ONE of the first priorities of Government is to get health and forestry teams across to Kadavu.

National Disaster Management Office director Anare Leweniqila said they would conduct an assessment first on agriculture before they finalised plans on the distribution of rations.

A Government vessel is expected to leave for Kadavu tomorrow for the deployment of the first teams for the initial damage assessment on the island after the devastation caused by Severe TC Keni on Monday.

“From there we then can advise on the extent of damage and also on the distribution of food rations,” Mr Leweniqila said.

“I think right now one of the things we want to do is just to take the health teams and also forestry just to ensure that we quickly clear up the roads to assess the situation.
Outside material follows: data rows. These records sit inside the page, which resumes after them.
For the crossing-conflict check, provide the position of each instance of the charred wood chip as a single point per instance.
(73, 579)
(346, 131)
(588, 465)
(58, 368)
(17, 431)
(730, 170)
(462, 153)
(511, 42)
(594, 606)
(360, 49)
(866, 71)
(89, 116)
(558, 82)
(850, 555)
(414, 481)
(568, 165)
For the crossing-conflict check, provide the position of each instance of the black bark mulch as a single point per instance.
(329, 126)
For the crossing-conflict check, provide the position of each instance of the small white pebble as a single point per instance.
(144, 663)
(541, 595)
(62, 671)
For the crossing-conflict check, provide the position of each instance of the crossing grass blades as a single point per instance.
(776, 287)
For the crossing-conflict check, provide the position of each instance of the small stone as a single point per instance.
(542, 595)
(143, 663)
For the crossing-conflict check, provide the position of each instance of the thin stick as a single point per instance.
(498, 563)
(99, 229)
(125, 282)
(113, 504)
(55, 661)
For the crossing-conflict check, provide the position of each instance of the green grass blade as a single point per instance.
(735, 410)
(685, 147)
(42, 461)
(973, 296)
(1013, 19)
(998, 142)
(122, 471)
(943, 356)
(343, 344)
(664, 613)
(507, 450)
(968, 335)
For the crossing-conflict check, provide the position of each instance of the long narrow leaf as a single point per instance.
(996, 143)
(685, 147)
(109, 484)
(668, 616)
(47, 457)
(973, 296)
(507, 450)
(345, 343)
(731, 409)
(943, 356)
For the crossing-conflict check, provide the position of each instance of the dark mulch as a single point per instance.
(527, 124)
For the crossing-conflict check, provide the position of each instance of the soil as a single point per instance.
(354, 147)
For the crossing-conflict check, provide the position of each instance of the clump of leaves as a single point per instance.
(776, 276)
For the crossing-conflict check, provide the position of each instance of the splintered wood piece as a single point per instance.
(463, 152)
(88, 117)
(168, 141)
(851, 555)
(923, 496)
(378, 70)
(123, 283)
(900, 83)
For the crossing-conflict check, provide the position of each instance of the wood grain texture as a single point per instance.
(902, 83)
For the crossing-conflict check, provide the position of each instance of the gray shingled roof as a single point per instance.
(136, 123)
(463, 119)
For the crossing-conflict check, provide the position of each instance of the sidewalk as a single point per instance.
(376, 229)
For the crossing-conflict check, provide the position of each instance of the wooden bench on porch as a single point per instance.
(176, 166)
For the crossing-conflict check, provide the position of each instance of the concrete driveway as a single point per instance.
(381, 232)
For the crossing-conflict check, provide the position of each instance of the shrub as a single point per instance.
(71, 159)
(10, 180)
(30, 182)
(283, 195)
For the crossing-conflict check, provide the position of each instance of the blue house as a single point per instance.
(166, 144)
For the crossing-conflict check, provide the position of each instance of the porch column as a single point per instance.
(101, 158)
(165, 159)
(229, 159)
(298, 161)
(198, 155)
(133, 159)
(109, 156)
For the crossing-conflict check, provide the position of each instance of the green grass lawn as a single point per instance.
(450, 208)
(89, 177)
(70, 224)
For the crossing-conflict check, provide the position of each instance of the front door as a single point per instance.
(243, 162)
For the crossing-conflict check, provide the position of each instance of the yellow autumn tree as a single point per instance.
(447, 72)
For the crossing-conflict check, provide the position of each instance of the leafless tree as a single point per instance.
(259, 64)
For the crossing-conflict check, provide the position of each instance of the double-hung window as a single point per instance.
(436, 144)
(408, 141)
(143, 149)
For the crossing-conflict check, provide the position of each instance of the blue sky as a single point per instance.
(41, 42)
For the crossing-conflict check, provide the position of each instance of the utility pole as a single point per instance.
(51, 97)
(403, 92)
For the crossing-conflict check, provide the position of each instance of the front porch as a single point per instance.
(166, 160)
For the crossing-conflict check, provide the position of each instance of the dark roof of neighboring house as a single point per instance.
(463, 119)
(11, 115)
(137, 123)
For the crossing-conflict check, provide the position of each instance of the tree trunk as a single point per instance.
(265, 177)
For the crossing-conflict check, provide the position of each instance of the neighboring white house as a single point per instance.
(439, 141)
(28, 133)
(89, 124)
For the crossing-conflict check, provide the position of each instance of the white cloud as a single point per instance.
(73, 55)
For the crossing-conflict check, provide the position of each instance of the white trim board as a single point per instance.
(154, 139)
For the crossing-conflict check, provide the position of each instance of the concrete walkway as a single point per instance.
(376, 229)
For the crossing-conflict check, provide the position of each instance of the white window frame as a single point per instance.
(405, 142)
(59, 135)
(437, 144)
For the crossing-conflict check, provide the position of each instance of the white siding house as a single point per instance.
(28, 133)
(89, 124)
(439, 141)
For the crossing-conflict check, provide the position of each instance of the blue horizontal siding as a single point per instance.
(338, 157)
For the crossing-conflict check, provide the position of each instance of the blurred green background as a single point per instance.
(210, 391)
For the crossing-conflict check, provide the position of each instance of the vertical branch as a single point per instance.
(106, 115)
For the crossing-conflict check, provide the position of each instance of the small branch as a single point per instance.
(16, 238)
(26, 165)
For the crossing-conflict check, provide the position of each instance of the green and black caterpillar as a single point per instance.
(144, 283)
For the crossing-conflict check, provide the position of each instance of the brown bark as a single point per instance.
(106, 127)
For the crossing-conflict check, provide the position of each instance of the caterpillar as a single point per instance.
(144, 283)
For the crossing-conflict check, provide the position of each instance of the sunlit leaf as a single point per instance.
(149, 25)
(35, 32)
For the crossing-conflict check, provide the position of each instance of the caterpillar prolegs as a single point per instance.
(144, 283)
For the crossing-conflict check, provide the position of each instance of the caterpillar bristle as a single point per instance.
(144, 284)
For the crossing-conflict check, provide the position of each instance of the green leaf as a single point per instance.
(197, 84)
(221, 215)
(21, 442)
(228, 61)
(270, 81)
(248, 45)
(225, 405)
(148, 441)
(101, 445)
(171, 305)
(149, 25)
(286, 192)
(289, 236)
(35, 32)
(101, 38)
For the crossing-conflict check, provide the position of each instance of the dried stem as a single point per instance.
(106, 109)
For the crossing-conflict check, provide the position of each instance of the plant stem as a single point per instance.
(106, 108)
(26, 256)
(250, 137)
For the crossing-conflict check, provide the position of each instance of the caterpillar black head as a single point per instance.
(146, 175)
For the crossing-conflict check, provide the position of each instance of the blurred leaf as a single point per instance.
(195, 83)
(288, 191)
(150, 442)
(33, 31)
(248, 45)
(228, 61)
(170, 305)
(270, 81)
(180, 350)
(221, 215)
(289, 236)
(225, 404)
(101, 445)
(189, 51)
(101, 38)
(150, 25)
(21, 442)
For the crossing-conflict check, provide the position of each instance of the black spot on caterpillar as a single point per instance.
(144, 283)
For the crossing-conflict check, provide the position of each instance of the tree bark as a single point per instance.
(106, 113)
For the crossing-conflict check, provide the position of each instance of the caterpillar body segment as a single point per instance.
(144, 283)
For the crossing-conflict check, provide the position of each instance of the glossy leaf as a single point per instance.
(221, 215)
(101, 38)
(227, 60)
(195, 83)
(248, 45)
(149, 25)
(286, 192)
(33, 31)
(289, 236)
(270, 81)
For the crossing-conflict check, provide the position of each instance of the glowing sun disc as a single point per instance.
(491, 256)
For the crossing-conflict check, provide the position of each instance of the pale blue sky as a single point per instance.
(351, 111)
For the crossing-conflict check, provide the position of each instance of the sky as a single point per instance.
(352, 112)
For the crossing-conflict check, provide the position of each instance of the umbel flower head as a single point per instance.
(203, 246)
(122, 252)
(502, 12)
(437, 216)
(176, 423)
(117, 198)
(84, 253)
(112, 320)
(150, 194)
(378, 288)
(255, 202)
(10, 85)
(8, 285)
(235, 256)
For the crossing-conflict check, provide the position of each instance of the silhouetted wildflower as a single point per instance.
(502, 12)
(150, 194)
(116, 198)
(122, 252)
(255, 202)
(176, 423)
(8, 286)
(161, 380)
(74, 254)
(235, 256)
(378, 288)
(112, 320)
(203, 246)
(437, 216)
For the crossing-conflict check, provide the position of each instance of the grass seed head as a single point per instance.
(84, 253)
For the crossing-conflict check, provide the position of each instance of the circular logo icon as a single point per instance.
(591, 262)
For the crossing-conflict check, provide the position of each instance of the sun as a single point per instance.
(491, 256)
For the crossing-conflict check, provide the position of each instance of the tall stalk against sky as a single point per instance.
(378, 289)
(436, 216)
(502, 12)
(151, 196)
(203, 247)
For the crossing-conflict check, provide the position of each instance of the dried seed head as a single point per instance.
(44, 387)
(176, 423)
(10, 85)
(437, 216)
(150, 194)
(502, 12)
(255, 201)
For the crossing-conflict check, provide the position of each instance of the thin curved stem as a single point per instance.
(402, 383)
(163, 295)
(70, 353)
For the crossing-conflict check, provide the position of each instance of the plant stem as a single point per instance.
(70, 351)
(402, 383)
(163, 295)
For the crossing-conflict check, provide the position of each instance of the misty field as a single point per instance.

“Kadavu is a very fertile area so the economy in Kadavu is very good. That’s why we want to do an assessment with the Ministry of Agriculture before we finalise the plan on the distribution of rations and other things.”

Prime Minister Voreqe Bainimarama told government officials present at yesterday’s briefing by the NDMO that the damage to the jetty at Vunisea on Kadavu should not stop government help from going there.

Meanwhile, more than 8900 people are still in 202 evacuation centres around the country. A total of 948 people are in 36 evacuation centres in the Eastern Division, 7804 in 159 centres in the Western Division and 183 in seven evacuation centres in the Central Division.

Mr Leweniqila confirmed all evacuation centres in the Northern Division had been closed.

He said all schools in the division were open, except for schools in the greater Labasa area which were facing water disruptions and were yet to be cleaned.

Mr Bainimarama said as much as they wanted evacuees to vacate the school buildings, it was also important that their homes were clean and livable for them to move back into.

“Yesterday (Wednesday) I was in Tavua. The intention is to move out evacuees from the evacuation centres so that we can clean up the schools, but some settlements and villages cannot fix their place overnight,” Mr Bainimarama said.

“They have to come back to the school before they can settle in. As much as we want them to vacate the schools, we really want them to make their settlements and villages livable first.”